Ser garciamarquiano era, en aquel tiempo, lo “políticamente correcto” para un estudiante de periodismo, pero a cambio había que ponerse en fila para ser útil al proyecto destacando todo el patriotismo de los dirigentes revolucionarios y callando cualquioer crítica interna al proceso con un criterio de autocensura que recordaba los tiempos estalinistas.
¿Cabe hablar ahora de periodismo militante? El único periodismo que debiéramos admitir en este siglo XXI sería uno militante de la calidad, porque la coherencia del buen periodista es ser honesto, ético y democrático, no de una posición política u otra.
Así como el deber de un futbolista es depurar su técnica y saber jugar en equipo para ganar un partido y el de una bailarina es ejecutar cada paso de baile lo más perfectamente posible, la obligación del periodista es ser un excelente periodista.

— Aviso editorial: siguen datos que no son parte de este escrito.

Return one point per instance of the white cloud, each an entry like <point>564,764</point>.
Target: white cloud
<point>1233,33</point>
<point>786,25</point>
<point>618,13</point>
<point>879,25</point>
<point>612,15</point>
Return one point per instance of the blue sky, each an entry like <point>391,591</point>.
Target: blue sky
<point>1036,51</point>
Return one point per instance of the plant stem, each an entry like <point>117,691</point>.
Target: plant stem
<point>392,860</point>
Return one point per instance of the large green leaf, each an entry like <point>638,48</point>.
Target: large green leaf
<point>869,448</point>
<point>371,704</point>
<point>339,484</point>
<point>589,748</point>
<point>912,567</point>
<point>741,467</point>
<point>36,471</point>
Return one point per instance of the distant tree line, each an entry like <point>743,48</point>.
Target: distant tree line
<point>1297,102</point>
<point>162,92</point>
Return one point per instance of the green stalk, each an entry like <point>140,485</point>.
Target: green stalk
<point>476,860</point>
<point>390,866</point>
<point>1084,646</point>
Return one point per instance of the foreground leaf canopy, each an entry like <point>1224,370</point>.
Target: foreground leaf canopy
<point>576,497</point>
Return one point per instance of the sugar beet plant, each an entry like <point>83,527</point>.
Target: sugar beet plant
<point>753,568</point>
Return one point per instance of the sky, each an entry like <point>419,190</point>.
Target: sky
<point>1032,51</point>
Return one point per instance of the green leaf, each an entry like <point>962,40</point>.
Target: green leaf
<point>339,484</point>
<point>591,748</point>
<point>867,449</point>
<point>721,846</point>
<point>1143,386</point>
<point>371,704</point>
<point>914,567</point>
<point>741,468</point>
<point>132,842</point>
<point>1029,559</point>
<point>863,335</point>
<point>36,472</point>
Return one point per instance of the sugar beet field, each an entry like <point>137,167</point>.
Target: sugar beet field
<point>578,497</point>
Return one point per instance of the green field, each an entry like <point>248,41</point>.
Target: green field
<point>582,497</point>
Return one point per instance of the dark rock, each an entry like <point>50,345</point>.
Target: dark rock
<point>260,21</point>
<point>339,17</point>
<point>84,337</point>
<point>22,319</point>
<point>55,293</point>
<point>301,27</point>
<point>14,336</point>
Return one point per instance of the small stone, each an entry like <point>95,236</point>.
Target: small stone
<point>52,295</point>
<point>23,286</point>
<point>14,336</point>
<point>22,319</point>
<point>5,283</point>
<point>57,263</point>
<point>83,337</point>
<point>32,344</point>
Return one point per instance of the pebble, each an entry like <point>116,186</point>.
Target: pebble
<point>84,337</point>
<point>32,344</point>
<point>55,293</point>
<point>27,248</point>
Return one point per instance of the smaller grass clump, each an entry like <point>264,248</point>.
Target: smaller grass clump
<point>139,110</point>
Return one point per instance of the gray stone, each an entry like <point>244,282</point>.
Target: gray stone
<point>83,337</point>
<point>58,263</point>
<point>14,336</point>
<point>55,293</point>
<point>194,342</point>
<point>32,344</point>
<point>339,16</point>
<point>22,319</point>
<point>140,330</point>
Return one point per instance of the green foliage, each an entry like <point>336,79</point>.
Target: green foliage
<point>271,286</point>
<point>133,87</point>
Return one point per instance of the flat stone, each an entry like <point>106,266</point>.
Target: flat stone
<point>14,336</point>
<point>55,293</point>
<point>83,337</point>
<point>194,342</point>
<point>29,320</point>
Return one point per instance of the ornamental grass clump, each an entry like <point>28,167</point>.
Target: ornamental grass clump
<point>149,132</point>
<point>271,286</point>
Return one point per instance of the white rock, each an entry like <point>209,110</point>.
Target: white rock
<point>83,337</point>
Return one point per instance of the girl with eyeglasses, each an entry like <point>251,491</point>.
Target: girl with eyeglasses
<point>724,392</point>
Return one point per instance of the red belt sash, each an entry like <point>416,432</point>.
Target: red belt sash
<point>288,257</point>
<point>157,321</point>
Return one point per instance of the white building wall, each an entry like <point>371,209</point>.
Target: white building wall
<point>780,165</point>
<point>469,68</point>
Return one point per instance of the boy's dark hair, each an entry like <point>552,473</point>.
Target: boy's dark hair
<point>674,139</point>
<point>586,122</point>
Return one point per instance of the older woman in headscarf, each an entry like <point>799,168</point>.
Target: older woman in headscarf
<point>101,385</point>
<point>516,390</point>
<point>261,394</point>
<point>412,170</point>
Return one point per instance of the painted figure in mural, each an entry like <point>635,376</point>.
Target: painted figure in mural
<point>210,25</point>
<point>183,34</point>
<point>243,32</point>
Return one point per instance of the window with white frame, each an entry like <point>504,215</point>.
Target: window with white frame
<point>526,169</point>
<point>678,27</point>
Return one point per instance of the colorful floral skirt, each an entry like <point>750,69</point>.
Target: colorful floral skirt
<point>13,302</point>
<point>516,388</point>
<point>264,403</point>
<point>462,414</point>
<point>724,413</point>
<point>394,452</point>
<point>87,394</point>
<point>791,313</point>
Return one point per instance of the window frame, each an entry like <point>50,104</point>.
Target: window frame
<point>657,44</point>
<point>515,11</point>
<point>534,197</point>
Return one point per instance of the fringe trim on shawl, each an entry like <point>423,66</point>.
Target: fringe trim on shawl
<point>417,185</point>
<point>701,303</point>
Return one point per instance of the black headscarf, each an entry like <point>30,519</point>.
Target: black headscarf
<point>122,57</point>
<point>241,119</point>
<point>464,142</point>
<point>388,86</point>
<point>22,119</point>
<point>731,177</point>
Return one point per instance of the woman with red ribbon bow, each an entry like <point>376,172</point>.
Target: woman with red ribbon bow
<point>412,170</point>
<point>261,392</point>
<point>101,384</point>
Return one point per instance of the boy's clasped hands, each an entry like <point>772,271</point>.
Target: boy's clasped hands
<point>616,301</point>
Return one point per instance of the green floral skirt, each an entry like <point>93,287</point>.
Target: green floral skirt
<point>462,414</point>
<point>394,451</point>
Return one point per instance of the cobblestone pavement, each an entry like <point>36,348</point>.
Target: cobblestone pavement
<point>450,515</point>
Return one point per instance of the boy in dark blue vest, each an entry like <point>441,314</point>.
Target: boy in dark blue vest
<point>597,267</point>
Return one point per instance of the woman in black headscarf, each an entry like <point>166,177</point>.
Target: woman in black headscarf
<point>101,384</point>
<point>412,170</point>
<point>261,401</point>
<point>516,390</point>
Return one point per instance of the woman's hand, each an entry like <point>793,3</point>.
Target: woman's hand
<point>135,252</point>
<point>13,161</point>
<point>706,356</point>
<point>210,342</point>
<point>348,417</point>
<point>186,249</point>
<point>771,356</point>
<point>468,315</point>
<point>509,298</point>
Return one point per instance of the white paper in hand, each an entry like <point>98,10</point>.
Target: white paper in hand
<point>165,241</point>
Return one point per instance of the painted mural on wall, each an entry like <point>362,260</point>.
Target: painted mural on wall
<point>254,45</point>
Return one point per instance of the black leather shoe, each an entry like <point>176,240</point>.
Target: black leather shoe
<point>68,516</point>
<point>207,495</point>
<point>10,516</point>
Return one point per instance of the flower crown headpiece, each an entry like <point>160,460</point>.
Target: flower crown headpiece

¿Qué es eso?: ser riguroso, analítico, bien informado, devorador de libros, contextualizador, pluralista, sensible, responsable, preciso y de escritura clara. En la coherencia de su rigor será un convencido de su rol social y no dejará que lo mareen las tentaciones partidistas o ideológicas, sean de derecha o de izquierda.
Un país en construcción requiere espacios deliberantes, pluralistas, democráticos y equilibrados, pero lo que ahora empezamos a ver desde la prensa gobiernista es silenciamiento a la disidencia crítica, discriminación, difusión solo del pensamiento de las fuentes oficiales, estigmatización a quienes no suben al carro de la victoria, intentos de unificación del pensamiento social y un excesivo culto a la personalidad del presidente Correa.
¿No era eso, precisamente, lo que en otros tiempos tanto se criticaba de “la prensa burguesa” respecto a su vinculación con el poder? Periodismo militante, en lenguaje sesentero reencauchado, suena a revancha y a ceguera.